We stop before a hawthorn. “I prefer that you cut an oak than this hawthorn, which should be cataloged and is much more useful.” The ecological function that this simple tree fulfills symbolizes its objectives: “The infusion of the leaves facilitates circulation and combats varicose veins. As the branches prick, it is an ideal refuge for small birds. As the fruit turns red, it is one of the first to give touches of color to the forest in autumn. Since most of our clients are European, they find it exotic, which gives them identity. Its berries are edible from autumn to winter, which generates food for birds and mammals such as the genet”.

The bird viewpoint is an exceptional place to understand the importance of another of the ideas that Oriol intends to implement: the mosaic landscape. “What is important is the fragmentation of the territory: creating forest areas, clean forest areas, bush areas, tall grass areas, different ecosystems, different habitats in which different plant species can grow. Here I can generate a mosaic landscape with native animal and plant species —amphibians or birds such as the water cock and the capbusset— and at the same time visual well-being, the player does not see hills, he does not see everything the same”.

This golf course offers a range of properties that are different from those of a natural park: “Being a private area, it is protected and free from hunting; ducks, roe deer, wild boars come here to take shelter. The tranquility cannot be compared with the overcrowding of other protected areas. It also allows the diversity of well-maintained and diversified ecosystems. And the aquatic systems, look how many water zones! The areas of tall grass between field and field are decisive for the birds to breed, and it is also irrigated with recycled water from the sewage treatment plant.

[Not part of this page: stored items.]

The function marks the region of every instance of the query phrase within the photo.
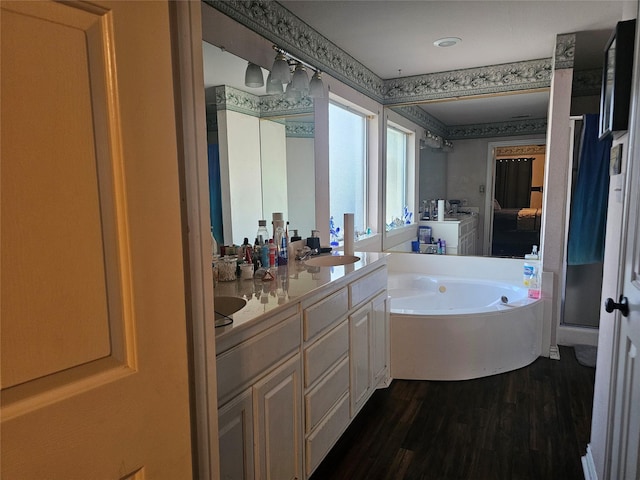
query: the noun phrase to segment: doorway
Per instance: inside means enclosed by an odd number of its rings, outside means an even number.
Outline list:
[[[545,142],[489,143],[484,255],[523,258],[540,245]]]

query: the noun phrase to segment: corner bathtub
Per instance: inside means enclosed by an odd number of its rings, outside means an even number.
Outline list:
[[[542,301],[517,285],[389,273],[391,376],[466,380],[515,370],[541,353]]]

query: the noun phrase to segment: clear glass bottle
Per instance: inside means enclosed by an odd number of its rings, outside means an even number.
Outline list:
[[[267,230],[267,221],[258,220],[258,232],[256,233],[259,245],[264,245],[269,242],[269,231]]]

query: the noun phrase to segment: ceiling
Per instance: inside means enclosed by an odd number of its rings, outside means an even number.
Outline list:
[[[594,68],[601,62],[608,32],[620,19],[634,18],[637,6],[635,0],[279,3],[382,79],[550,58],[557,34],[597,30],[602,32],[590,45],[593,55],[582,57]],[[433,45],[443,37],[459,37],[462,42],[448,48]],[[205,68],[206,55],[207,50]],[[238,67],[241,78],[244,67],[246,62]],[[548,97],[548,92],[536,92],[437,102],[423,108],[445,125],[491,123],[543,118]]]

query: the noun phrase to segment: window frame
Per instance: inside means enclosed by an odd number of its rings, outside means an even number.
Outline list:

Oriol seeks to combine biodiversity with economic activity. About the bird species he explains: “We have the hoopoe or the jay, which is wonderful because it reforests the forest: it hides acorns during the fall to eat in the winter, but then forgets where it has left them. Also the green picot; the little grebe, which eats fish and is regressing, but here it is full, and various insectivores that release mosquitoes”. This way of managing the landscape and boosting the golf-environment union is, in different aspects, pioneering. For this reason, one of its main objectives is to show that managing golf courses in a different way is possible.